Now I’ll insert another row for bananas:

insert into q(id, modulo, fruit)
   select
      (coalesce(max(id), -1) + 1),
      (coalesce(max(id), -1) + 1) mod 5,
      'bananas'
   from q
      on duplicate key update
         id    = values(id),
         fruit = values(fruit);

That query should have wrapped around to the beginning of the queue and triggered the unique index violation. As a result, MySQL should have overwritten the ‘apples’ row. In fact, the messages at the command prompt indicate something did happen:

Query OK, 2 rows affected (0.03 sec)
Records: 1  Duplicates: 1  Warnings: 0

Two rows were “affected” because of the duplicate key (you can read the MySQL manual for more on what “rows affected” really means). And there was indeed a duplicate row. Here’s what’s in the table now:

select * from q order by modulo;
+----+--------+----------+
| id | modulo | fruit    |
+----+--------+----------+
|  5 |      0 | bananas  |
|  1 |      1 | oranges  |
|  2 |      2 | peaches  |
|  3 |      3 | cherries |
|  4 |      4 | pears    |
+----+--------+----------+

Notice I ordered that query by modulo to show the entries in the same order as before. The “oldest” row, which is at the “front” of the queue, is now the one with the smallest value of id, so to see them “in queue order,” you can order by id:

select * from q order by id;
+----+--------+----------+
| id | modulo | fruit    |
+----+--------+----------+
|  1 |      1 | oranges  |
|  2 |      2 | peaches  |
|  3 |      3 | cherries |
|  4 |      4 | pears    |
|  5 |      0 | bananas  |
+----+--------+----------+

Method two: use REPLACE on MySQL

If it’s easier to write your query this way, or you need support on older versions of MySQL, you can use REPLACE instead of INSERT... ON DUPLICATE KEY UPDATE. Here’s an example:

replace into q(id, modulo, fruit)
   select
      (coalesce(max(id), -1) + 1),
      (coalesce(max(id), -1) + 1) mod 5,
      'bananas'
   from q;

The query may be more or less efficient, depending on your MySQL version, the storage engine you chose, and so forth. If I were doing this in production, I’d test it.

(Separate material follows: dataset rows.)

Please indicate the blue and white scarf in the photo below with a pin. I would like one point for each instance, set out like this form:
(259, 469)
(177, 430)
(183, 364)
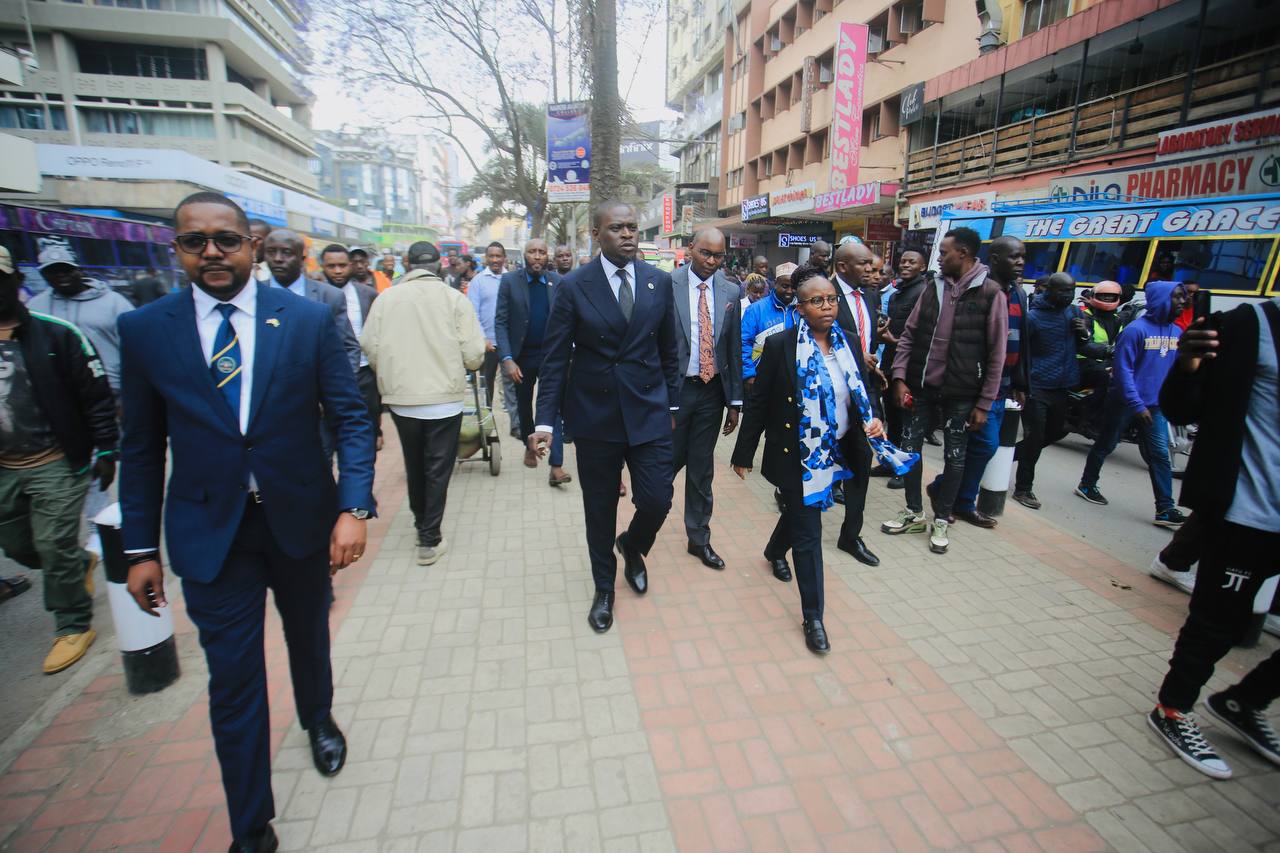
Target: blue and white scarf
(821, 457)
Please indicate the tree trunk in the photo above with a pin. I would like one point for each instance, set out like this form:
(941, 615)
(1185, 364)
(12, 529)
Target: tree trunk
(606, 104)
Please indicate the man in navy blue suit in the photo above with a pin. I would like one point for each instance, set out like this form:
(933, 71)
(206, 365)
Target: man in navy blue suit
(229, 377)
(611, 369)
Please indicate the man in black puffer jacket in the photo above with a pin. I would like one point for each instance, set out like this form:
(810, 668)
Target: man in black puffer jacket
(1055, 331)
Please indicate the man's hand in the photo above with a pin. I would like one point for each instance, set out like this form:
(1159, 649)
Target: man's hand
(346, 542)
(900, 393)
(1196, 343)
(104, 471)
(540, 443)
(146, 585)
(731, 420)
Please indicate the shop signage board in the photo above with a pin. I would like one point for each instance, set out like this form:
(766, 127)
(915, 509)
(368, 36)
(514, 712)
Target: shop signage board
(568, 151)
(1225, 219)
(755, 208)
(1217, 137)
(846, 123)
(794, 199)
(928, 214)
(1229, 174)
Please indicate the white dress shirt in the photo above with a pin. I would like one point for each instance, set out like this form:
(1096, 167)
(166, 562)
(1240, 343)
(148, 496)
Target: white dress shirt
(862, 315)
(355, 316)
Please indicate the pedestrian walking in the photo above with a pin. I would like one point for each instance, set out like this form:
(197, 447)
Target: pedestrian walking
(421, 337)
(228, 378)
(616, 320)
(58, 433)
(951, 354)
(1144, 354)
(1226, 379)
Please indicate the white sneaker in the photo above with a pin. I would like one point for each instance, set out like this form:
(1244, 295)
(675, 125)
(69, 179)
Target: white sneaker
(1184, 580)
(938, 539)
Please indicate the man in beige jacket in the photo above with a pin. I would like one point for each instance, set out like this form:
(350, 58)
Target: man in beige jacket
(420, 338)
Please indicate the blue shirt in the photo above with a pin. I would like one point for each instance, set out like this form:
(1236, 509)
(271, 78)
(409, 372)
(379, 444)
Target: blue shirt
(483, 292)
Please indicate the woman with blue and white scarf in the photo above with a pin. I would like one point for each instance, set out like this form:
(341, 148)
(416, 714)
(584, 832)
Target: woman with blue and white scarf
(810, 402)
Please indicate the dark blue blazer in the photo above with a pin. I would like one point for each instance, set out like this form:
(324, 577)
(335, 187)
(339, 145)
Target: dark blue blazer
(170, 404)
(607, 378)
(511, 316)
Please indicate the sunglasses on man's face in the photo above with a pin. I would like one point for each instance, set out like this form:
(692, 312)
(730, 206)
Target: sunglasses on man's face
(227, 242)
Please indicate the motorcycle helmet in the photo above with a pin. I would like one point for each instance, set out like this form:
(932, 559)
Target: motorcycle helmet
(1105, 297)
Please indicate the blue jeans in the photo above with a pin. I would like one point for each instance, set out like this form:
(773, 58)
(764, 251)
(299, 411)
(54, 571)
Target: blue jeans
(981, 448)
(1116, 418)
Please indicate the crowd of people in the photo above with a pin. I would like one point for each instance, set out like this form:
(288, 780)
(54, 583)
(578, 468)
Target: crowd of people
(256, 382)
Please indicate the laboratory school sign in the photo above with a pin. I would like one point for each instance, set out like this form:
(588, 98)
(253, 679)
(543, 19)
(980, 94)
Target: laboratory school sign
(1219, 219)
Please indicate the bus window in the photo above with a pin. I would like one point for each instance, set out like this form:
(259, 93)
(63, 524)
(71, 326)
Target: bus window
(1119, 261)
(1220, 264)
(1042, 259)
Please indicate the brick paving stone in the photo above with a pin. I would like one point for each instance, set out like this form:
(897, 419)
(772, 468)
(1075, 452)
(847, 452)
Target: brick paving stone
(990, 699)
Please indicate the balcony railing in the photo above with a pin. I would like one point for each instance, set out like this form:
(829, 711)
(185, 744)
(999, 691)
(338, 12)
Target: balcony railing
(1121, 122)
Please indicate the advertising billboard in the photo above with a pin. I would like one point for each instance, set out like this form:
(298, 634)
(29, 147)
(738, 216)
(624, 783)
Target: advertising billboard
(846, 121)
(568, 151)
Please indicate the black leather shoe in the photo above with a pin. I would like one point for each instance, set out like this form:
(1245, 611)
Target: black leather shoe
(781, 570)
(634, 568)
(264, 842)
(816, 637)
(859, 551)
(600, 616)
(707, 555)
(328, 747)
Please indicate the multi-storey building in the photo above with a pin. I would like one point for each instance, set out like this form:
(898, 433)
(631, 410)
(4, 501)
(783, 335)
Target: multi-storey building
(370, 172)
(135, 104)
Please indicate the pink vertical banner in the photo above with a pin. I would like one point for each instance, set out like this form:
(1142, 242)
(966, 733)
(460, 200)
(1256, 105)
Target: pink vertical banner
(846, 121)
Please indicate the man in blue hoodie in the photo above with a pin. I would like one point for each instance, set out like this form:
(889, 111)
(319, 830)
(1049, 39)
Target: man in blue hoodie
(1055, 331)
(1144, 352)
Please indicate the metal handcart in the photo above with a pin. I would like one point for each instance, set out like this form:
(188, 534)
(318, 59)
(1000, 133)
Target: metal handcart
(479, 429)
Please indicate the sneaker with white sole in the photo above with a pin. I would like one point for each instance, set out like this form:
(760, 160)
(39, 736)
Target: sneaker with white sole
(908, 521)
(1184, 580)
(1183, 735)
(938, 538)
(1248, 723)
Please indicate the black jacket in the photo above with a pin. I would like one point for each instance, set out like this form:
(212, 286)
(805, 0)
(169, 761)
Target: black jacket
(71, 386)
(1217, 398)
(773, 409)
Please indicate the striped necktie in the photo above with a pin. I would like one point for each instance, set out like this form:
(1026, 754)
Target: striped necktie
(225, 365)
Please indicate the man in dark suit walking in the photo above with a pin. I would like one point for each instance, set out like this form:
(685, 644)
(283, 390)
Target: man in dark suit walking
(709, 343)
(858, 315)
(338, 267)
(520, 324)
(229, 378)
(613, 373)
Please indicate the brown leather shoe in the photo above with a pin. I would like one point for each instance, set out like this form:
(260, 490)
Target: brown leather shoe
(976, 518)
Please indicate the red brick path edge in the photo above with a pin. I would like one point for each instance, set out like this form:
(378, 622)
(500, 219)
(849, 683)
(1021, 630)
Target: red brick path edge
(74, 788)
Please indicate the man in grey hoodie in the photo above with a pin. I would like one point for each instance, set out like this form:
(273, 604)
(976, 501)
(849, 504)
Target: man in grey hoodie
(90, 305)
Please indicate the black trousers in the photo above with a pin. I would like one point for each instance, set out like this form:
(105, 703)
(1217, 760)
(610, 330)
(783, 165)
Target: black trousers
(229, 612)
(430, 450)
(1235, 562)
(799, 528)
(489, 369)
(1043, 423)
(698, 424)
(599, 465)
(530, 361)
(368, 384)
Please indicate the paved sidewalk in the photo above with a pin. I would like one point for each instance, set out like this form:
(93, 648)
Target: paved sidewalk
(988, 699)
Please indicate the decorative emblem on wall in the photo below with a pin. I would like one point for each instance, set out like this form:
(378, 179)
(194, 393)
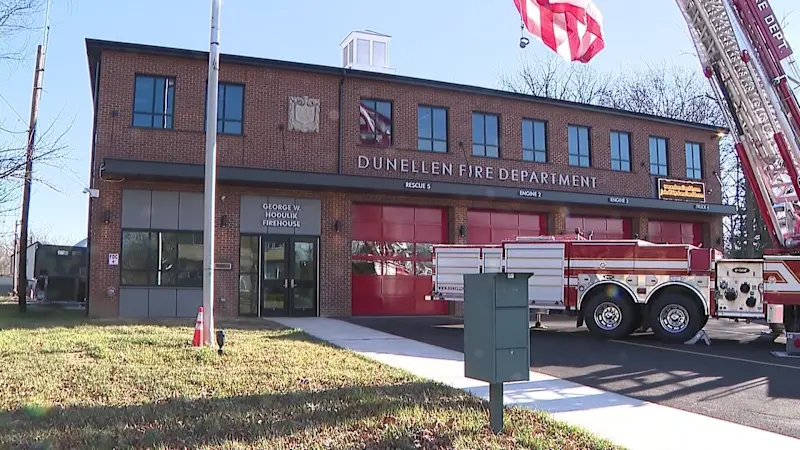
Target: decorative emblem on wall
(304, 114)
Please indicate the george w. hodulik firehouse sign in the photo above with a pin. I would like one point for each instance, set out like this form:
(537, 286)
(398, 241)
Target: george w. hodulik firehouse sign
(472, 171)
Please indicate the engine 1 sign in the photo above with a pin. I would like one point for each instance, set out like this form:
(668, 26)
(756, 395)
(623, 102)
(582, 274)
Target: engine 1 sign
(681, 190)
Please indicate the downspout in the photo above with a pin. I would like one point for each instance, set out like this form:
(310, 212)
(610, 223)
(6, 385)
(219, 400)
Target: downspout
(339, 154)
(91, 183)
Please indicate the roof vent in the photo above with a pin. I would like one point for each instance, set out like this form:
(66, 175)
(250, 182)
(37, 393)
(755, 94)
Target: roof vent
(366, 50)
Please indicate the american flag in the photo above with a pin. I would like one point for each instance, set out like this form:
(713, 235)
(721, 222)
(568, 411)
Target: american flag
(572, 28)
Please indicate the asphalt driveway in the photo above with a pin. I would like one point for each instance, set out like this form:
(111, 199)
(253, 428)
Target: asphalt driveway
(735, 379)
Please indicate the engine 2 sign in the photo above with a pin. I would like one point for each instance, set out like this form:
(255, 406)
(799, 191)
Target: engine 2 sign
(681, 190)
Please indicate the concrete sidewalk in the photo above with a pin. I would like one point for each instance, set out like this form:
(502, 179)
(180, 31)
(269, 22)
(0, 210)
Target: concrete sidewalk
(632, 423)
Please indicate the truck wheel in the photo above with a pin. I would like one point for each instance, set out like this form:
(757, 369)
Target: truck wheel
(675, 318)
(610, 317)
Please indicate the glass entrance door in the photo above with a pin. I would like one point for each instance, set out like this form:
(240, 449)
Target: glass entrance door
(284, 277)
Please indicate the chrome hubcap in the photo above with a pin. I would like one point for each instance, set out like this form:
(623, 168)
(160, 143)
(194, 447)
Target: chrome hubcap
(607, 316)
(674, 318)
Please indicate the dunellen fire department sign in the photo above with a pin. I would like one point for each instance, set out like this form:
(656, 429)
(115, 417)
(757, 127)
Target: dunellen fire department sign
(472, 171)
(681, 190)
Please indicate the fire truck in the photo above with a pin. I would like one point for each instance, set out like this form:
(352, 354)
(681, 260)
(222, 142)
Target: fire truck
(616, 287)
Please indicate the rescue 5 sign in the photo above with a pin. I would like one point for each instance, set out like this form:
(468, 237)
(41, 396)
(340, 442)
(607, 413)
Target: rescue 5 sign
(688, 191)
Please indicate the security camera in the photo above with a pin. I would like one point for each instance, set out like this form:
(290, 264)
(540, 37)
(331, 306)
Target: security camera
(93, 193)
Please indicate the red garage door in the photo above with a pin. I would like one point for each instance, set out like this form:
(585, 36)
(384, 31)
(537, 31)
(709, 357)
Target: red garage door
(603, 227)
(663, 231)
(391, 259)
(491, 227)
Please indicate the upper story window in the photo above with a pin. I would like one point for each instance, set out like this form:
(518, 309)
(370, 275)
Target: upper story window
(534, 140)
(658, 156)
(230, 109)
(579, 151)
(161, 258)
(620, 151)
(431, 129)
(153, 101)
(485, 135)
(694, 163)
(376, 122)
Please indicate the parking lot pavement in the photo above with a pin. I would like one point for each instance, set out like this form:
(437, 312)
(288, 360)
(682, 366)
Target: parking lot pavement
(734, 379)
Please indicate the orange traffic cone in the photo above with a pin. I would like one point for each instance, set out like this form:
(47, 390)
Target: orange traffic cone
(197, 341)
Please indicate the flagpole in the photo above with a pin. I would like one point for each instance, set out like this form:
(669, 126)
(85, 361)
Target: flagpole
(210, 177)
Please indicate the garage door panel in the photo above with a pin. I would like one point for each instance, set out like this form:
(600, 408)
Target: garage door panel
(429, 215)
(396, 288)
(492, 227)
(429, 234)
(398, 232)
(367, 231)
(366, 294)
(601, 227)
(479, 219)
(675, 232)
(505, 220)
(531, 222)
(398, 214)
(367, 213)
(501, 234)
(479, 235)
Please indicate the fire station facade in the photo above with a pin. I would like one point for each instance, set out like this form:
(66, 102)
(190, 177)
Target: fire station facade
(334, 183)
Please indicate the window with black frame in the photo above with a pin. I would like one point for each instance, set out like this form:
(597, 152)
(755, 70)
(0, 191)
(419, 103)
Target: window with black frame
(161, 258)
(153, 101)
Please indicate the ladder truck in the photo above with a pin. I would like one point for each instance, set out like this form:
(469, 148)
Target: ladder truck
(617, 287)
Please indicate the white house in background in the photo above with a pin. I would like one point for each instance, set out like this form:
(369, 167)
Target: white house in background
(366, 50)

Methods three and four: on other platforms

Another option, which will allow the same easy single-query solution, is to use MERGE on Oracle and DB2. MERGE, REPLACE and friends are what we database folks call upsert queries, because they insert or update. If this functionality is available on other platforms, let me know. It looks like it’s still on the TODO list for PostgreSQL, and I’m fairly certain it’s not in SQL Server 2005. Perhaps a future release of one of these products will offer it.

Till then, I think the best option on these platforms would be a transaction with a couple statements to check the table and either insert or update (or delete and then insert, depending on how you want to do it). This fourth method can be made completely portable across platforms, if that’s important for your use case.

Things to think about

If you implement a system like this, consider the edge cases. Are you ever going to delete rows from the queue? If so, does that mess with the desired behavior of new inserts? Are there any ways you can get a hole in the sequence? If so, what happens — do you get too few rows in the queue, overwrite something other than the oldest row, or something else? If you need to “process” items in the queue, maybe you can just mark them as processed rather than deleting them.

What if you want to insert multiple rows at once? If you need to go that route on MySQL, my past articles might help. You could use advanced user variable techniques to number several rows at once. I also talked about related techniques in how to write INSERT IF NOT EXISTS queries.

Conclusion

In this article I showed you several ways to let a table grow to a fixed size, after which new rows replace old rows. I haven’t personally used this in production; this article grew out of a reader’s question (thanks for the stimulating topic!). If this article helped you, you should consider subscribing for future updates via email or feeds. It’s free and convenient.

Written by Xaprb

January 11th, 2007 at 3:45 pm

Posted in Uncategorized

Tagged with , , , , ,

21 Responses to 'How to implement a queue in SQL'

Subscribe to comments with RSS

  1. Hi, Baron.

    As a side note, the MySQL General Purpose Routine Library has provision for queues (as well as lists, stacks, associative arrays).

    Giuseppe

    Giuseppe Maxia

    11 Jan 07 at 5:45 pm

  2. A similar, though somewhat less elegant, approach: Staging Table.

    Scott Noyes

    11 Jan 07 at 6:02 pm

  3. Giuseppe, Scott: thanks! Quite different approaches — Scott, I think in some cases that trick with the update-in-a-join is very elegant for certain problems. (I can’t think of an example, I just have a gut feeling about it).

    Xaprb

    11 Jan 07 at 6:07 pm

  4. Baron, you are the man!

    This is exactly the kind of elegant solution I was hoping existed. Now we can replace our nasty hack that we have in place. Thanks again for writing this article. You really helped us out here.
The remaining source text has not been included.